I was recently caught by one of our insights reports that said, “A London internet café exhibition, called 64 Bit, immersed people in 90s internet culture through vintage computers and showcases featuring the world’s first search engine, website, and e-commerce sites.”
My first question was, “Are the 90s history already?”
My second question was, “There are still Internet Cafes? And, since there are, what do they serve?”
If the internet itself is to be believed, the first internet café (back when it was the Internet, capital I), was the Electronic Café in South Korea. It reportedly inspired several others, including the longest running of the genre, Café Cyberia, still operating in the West End of London.
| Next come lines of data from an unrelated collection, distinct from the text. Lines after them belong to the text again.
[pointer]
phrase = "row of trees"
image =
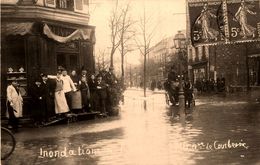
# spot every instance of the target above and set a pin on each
(128, 35)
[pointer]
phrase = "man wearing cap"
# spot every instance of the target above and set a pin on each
(48, 86)
(68, 87)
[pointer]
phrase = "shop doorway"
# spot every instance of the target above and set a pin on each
(67, 60)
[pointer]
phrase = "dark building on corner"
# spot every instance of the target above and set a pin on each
(40, 35)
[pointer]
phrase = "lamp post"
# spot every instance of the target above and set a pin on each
(180, 46)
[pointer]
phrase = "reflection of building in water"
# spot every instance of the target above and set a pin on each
(38, 36)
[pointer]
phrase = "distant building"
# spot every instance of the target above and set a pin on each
(161, 57)
(238, 60)
(40, 35)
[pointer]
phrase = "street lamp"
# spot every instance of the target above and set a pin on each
(180, 46)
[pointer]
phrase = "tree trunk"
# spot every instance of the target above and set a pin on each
(112, 58)
(145, 73)
(122, 70)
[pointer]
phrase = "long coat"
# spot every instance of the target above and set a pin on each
(16, 101)
(38, 100)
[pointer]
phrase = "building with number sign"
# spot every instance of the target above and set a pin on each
(37, 36)
(224, 41)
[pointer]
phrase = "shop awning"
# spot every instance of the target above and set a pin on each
(79, 34)
(16, 28)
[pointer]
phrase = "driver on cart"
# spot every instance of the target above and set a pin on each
(172, 86)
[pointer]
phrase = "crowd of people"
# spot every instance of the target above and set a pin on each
(54, 96)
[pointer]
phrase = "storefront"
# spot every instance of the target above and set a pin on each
(31, 48)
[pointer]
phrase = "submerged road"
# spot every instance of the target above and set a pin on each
(218, 130)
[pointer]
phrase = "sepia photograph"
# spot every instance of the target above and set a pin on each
(130, 82)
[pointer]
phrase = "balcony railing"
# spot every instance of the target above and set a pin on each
(65, 4)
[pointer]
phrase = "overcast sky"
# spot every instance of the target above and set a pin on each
(168, 15)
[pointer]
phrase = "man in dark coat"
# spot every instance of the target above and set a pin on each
(38, 102)
(92, 90)
(188, 91)
(48, 86)
(101, 93)
(172, 75)
(111, 81)
(85, 93)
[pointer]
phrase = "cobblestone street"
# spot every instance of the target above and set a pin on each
(218, 130)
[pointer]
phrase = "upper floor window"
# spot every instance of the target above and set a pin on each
(80, 6)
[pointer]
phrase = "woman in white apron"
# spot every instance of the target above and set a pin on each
(14, 104)
(61, 105)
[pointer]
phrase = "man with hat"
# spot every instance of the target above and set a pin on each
(48, 86)
(68, 87)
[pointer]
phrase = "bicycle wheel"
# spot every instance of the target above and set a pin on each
(7, 143)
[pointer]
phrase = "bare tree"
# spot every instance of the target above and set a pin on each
(144, 42)
(102, 61)
(126, 35)
(114, 23)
It appears to have offered coffee, café au lait, cappuccino, and hot chocolate—no evidence of anything beyond beverages, but the point wasn’t to eat, it was to get online access.
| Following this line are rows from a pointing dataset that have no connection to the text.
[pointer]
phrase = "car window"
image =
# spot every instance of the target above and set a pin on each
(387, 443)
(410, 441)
Outside of the West Coast, where the social use of the internet probably superseded access, the use of internet cafes was never a big part of American culture. Sure, for global travelers—we may all have an experience or two to recount, of putting in our coins, not exactly sure what the cost was, and waiting for that loud dial-up buzz to show we were connecting, if only for a few minutes. You hardly wanted to waste time sipping coffee when the timer was counting down.
With the exception of some overseas locations, it appears we’ve made the transition to coffee shops, where we can slowly sip while our high-speed connections are automatically—and silently—buzzing. We can also ingest our scones, our quiches, our muffins, and our real fruit smoothies.
Just remember. Someday this, too, will be history.